For immediate release: October 14, 2016
Ann Arbor, Mich. – The Great Lakes Commission (GLC) announced today that the first modern water quality trade between a crop farmer and a waste-water treatment facility in the U.S side of the Great Lakes basin was recently signed. The trade agreement, signed in the Fox River basin, near Green Bay, Wisconsin, was brokered by the GLC and is the culmination of a multi-year project known as Fox P Trade. During that time, the GLC worked with key stakeholders across the Lower Fox River watershed to test water quality trading as a potential tool to help reduce nutrient loadings into the Lower Fox River, which drains into Green Bay. Brown and Outagamie county land conservation departments partnered to connect the project with local farmers. Funding support was provided by the USDA Natural Resources Conservation Service through the Great Lakes Restoration Initiative.
Farmer Bob Van De Loo (left) and Bill Hafs of NEW Water (right) shake on the first water quality trade in the U.S. side of the Great Lakes basin.
Representatives from the GLC, NEW Water, Fox-Wolf Watershed Alliance, WDNR, Outagamie County and NRCS gather to celebrate the trade.
Water quality trading is an innovative market-based approach to reducing pollution. Agricultural producers can be non-point sources of phosphorus into the Lower Fox and Green Bay, both of which suffer from multiple pollution problems, including excessive sediment as well as nutrients that cause harmful algal blooms. Reducing phosphorus use and associated runoff is largely a voluntarily action for farmers.
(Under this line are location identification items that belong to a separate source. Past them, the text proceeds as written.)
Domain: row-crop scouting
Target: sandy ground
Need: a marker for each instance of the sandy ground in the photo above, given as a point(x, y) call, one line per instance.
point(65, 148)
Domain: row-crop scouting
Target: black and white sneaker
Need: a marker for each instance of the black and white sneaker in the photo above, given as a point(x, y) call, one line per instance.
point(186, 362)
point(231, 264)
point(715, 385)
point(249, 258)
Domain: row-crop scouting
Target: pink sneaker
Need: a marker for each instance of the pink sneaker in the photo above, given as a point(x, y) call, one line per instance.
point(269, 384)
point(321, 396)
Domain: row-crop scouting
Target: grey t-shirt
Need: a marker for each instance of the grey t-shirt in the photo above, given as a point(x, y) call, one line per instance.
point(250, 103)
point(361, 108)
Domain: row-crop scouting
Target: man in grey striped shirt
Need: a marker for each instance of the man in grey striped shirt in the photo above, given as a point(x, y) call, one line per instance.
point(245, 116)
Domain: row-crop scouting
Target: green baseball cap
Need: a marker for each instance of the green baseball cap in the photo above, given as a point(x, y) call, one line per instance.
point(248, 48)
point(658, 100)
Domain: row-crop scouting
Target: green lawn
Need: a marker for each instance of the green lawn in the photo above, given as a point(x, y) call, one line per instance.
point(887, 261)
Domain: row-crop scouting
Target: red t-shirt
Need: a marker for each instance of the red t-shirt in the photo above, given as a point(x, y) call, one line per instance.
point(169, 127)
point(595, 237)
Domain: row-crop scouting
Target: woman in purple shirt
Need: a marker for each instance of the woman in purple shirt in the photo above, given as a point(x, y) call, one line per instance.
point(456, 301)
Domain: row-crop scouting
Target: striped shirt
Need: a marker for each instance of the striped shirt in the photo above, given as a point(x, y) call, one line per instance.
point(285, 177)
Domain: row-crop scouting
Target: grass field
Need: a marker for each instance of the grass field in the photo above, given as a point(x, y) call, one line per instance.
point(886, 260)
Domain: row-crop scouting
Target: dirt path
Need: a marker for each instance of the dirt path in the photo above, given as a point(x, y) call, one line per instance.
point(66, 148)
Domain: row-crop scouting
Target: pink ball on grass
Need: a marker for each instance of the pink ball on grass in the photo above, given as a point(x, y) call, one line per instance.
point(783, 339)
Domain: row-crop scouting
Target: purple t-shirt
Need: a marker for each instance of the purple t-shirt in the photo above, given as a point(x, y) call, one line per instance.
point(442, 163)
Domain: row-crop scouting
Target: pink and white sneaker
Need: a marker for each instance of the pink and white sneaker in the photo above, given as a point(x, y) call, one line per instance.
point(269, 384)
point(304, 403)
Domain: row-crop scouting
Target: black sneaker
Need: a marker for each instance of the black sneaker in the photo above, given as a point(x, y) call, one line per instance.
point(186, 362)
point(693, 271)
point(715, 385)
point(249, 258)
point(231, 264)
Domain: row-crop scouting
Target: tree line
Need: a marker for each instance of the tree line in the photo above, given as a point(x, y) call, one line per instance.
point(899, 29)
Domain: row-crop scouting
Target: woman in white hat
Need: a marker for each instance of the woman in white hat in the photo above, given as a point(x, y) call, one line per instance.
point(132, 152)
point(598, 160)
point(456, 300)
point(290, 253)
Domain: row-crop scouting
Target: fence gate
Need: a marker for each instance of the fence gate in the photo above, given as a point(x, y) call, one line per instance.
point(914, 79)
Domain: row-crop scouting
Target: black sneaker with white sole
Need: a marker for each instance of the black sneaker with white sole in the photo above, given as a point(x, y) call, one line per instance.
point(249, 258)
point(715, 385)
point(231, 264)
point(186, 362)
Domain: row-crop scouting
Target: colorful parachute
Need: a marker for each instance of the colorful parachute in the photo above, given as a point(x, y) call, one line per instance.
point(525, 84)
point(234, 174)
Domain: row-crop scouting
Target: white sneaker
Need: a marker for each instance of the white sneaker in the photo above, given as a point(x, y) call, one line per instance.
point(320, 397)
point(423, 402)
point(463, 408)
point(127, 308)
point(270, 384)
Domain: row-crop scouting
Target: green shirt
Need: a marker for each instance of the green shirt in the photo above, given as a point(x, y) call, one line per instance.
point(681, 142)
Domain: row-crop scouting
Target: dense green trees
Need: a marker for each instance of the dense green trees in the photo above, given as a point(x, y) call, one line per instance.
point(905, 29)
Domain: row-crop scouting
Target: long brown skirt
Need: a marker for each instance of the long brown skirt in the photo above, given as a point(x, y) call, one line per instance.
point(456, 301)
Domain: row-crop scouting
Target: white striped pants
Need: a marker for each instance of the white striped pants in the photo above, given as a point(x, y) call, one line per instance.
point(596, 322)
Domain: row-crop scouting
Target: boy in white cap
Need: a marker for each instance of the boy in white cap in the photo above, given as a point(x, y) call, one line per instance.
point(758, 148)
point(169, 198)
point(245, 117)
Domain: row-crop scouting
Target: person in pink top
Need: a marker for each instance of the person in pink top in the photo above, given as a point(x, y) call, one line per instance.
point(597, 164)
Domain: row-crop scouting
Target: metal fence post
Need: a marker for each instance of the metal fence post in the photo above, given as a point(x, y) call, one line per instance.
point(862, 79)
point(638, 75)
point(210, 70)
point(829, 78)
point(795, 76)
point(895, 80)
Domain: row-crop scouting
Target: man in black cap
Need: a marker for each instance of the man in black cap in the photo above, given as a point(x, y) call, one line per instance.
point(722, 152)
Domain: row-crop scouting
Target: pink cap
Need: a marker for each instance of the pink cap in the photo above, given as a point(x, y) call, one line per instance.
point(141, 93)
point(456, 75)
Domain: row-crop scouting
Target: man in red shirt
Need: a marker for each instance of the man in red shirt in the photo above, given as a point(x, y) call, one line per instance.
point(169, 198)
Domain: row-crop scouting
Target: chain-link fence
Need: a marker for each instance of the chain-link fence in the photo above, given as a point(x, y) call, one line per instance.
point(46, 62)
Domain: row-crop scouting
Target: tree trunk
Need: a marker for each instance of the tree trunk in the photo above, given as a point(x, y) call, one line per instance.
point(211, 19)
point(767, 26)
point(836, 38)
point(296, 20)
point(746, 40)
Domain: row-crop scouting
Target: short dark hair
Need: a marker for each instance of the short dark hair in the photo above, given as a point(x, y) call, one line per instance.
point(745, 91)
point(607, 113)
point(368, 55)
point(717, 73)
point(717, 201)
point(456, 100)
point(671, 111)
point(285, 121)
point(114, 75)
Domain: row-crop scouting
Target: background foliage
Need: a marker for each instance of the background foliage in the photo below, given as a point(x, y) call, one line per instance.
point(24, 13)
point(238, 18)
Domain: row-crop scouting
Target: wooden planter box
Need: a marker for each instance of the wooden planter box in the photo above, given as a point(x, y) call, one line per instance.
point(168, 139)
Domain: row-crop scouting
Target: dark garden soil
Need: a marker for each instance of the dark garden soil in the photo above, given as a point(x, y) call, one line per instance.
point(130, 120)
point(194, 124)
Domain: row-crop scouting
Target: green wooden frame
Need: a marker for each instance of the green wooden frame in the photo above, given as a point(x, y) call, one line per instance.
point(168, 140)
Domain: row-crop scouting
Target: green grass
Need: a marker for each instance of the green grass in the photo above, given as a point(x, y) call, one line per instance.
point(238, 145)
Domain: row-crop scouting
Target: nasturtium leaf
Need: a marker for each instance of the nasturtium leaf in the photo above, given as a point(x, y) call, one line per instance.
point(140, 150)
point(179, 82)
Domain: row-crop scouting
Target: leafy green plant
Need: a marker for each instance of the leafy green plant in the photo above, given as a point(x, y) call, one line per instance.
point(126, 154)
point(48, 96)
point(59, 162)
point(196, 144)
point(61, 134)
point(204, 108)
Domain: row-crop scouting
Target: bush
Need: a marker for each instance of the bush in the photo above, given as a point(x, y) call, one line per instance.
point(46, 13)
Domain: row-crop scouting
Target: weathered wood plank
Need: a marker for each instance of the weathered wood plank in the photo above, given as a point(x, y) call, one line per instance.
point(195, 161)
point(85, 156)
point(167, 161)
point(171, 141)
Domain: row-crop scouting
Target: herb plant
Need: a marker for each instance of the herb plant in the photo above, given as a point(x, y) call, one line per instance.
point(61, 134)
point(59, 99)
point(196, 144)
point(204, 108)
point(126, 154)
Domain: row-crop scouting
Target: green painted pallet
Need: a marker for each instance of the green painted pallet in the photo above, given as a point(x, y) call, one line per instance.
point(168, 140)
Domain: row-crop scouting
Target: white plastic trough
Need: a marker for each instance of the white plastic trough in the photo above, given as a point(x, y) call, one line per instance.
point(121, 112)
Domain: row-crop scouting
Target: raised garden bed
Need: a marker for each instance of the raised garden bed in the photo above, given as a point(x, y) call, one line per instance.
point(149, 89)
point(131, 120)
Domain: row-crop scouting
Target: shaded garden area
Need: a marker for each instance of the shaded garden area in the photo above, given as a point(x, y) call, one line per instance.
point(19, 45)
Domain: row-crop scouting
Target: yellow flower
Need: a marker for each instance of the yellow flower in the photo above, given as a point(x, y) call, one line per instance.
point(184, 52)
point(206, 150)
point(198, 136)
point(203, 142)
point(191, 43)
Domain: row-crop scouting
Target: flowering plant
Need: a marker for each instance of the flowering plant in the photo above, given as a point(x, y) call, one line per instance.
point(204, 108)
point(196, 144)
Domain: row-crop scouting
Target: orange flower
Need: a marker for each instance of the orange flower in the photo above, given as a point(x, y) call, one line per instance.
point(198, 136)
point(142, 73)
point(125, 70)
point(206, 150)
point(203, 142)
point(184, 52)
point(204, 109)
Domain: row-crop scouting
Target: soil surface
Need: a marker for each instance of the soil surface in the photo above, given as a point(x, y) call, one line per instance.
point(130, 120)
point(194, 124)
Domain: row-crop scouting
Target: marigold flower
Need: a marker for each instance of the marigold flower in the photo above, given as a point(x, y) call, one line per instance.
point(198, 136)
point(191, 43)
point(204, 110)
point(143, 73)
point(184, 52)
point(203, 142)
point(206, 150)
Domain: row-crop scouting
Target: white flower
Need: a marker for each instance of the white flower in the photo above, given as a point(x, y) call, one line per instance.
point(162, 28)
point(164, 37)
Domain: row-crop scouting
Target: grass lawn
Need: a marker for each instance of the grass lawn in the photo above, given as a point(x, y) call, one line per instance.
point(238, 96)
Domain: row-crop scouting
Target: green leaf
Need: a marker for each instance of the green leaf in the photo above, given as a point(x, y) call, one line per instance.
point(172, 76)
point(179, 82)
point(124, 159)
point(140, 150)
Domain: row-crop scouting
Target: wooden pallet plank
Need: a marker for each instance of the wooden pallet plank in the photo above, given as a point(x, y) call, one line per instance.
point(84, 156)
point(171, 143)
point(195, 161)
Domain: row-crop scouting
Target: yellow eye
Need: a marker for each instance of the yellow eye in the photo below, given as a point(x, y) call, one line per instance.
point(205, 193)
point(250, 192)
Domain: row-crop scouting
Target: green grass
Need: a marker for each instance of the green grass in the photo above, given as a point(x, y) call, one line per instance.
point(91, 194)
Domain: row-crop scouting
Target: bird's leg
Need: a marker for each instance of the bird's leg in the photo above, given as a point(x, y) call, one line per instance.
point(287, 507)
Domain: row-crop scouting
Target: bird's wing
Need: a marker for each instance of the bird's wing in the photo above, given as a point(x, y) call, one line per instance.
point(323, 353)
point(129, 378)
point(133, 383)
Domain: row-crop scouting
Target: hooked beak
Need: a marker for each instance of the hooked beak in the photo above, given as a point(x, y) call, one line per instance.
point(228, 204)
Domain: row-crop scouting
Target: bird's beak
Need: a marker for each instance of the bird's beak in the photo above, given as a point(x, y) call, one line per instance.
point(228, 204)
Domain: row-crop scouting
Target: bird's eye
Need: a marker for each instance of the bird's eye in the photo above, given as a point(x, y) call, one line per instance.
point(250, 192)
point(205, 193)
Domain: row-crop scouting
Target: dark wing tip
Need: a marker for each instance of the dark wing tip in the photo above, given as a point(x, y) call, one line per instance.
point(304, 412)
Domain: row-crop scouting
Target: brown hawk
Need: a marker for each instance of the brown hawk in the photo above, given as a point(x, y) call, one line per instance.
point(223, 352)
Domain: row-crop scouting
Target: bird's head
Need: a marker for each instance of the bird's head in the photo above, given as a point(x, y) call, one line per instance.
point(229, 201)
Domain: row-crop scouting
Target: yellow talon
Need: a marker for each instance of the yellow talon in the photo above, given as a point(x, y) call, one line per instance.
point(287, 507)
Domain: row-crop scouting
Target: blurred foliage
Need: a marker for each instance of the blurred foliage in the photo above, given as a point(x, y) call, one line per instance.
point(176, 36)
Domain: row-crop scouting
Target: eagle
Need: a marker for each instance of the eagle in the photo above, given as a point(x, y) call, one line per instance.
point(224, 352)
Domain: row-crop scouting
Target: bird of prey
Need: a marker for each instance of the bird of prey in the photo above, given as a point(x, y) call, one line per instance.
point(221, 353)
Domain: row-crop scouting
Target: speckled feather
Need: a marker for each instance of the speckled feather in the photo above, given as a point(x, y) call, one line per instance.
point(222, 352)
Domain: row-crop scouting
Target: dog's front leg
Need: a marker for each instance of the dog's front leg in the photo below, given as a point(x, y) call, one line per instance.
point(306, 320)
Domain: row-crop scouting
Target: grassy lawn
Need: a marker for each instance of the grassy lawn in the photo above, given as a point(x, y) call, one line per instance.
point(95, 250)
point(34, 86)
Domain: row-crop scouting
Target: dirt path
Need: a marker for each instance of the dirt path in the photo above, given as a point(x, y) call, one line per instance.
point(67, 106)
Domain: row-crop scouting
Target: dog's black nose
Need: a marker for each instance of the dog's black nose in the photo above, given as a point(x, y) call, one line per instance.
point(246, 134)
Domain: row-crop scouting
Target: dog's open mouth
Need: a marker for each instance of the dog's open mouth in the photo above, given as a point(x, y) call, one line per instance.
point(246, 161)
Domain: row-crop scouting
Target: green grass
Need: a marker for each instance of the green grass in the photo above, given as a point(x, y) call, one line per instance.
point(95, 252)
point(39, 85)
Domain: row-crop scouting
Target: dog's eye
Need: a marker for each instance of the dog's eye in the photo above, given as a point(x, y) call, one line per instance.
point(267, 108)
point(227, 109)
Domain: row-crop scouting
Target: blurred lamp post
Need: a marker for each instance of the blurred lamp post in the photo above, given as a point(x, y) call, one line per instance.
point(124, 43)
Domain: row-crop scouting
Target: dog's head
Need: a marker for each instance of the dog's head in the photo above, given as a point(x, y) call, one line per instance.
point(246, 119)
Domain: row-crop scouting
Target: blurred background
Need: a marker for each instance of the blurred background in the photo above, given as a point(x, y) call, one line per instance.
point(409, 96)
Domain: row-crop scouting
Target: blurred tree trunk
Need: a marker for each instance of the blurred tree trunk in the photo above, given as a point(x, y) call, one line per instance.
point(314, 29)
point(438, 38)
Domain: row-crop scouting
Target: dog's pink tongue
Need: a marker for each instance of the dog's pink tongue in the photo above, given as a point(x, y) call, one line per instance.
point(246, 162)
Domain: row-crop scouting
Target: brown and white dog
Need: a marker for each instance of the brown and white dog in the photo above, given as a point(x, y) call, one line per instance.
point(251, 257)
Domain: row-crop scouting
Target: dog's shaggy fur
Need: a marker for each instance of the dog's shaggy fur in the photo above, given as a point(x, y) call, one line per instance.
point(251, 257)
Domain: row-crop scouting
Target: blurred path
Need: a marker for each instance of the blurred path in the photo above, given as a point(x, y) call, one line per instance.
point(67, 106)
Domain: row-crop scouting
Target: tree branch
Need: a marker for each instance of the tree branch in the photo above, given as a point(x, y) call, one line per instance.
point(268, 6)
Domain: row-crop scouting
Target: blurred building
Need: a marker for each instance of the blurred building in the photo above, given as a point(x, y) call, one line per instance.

Phosphorus also enters the watershed from industrial facilities and municipal wastewater treatment plants; however, most already have permits that limit how much pollution can be discharged into the water. When these permit holders face high costs to meet their permit limits, water quality trading can provide an opportunity for them to invest in potentially less expensive ways to reduce pollution entering the watershed.